Not only do parents lie all the time to their children, they often punish their children for not lying. Most parents force their children to lie. For example, they insist that their children express gratitude they don’t feel, for gifts they don’t want. Imagine what would happen if in response to a question about the meal Great Aunt Griselda has served, the children answer truthfully, that it was the most disgusting meal they have ever had the misfortune to be served. Just as you know what would happen—severe punishment—so do they, and that is why they lie, and are rewarded later by praise for their tact and good manners.

On Larry King Live on CNN, Linda Tripp implied that she disapproved of Monica Lewinsky’s lie, saying she “has a different moral compass.” But what was Linda Trip herself doing when she taped her conversations with Monica Lewinsky, if not lying by omission?

But it just isn’t true that lying is always wrong, is it?

Keeping a confidence, for example, often involves lying. When a reporter asked Congresswoman Mary Bono about her (and Cher’s) ex-husband Sonny’s prescription drug problem and other embarrassing issues, she felt obliged to tell the truth. Cher is said to be very angry that Mary just couldn’t bring herself to lie to protect Sonny’s reputation in death. Would that have been morally wrong? Mary Bono admitted that perhaps she should have refused to answer some of the questions. But sometimes merely refusing to answer a question is not enough, is it?

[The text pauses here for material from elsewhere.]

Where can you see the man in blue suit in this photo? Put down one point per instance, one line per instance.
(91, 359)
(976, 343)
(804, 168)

“Did Sonny have a drug problem?”

“I prefer not to answer that.”

That is the same as saying yes, so to avoid giving an affirmative answer, she would need to have looked the reporter in the eye and lied through her teeth.

I can remember several occasions in my own life in which I have been asked direct questions about other people where, had I not lied, I would have given the questioners information that was not mine to share. Indeed, had I even hesitated before answering, that would have violated confidences. I didn’t. I told downright lies. And I am quite sure that I did the right thing, and that not lying would have been very, very wrong. Moreover, I personally would think twice about trusting anyone who does not share my view that lying is not always wrong, and sometimes the only moral course. I might end up with a friend like Mary Bono.

The British Parliament has quite an obsession about ministers “not lying to Parliament.” But even they make exceptions—one of them being where a lie is necessary to protect a legitimate secret. For instance, on one famous occasion when a British spy was arrested in Moscow on spying charges, and the Minister was asked about it in Parliament, he lied, saying indignantly that the man was just an innocent businessman. Later, when the truth emerged, no one called for the Minister’s resignation. No one said he should have been a little less indignant in his denial. That would have been insane, wouldn’t it?

A President who would strictly never lie or deliberately mislead anyone would probably be committing treason the moment he started negotiating with any foreign power. Civil servants who wouldn’t lie would violate their oath under the Official Secrets Act. A company employee who would never lie might destroy years of hard work by her colleagues who trusted her.

Lying is sometimes not merely not wrong, but right.

Of course there are many circumstances under which it is indeed wrong to lie. Perhaps the most important of these is when parents or other trusted adults (including politicians!) are talking to children, especially about issues of morality. Children are trying to build up a good set of moral theories. They have a right to be told the truth about morality. It is wrong to mislead them about their parents’ real values and beliefs. It is wrong to mislead them about right and wrong. Henry Hyde did the wrong thing when he used that particular argument.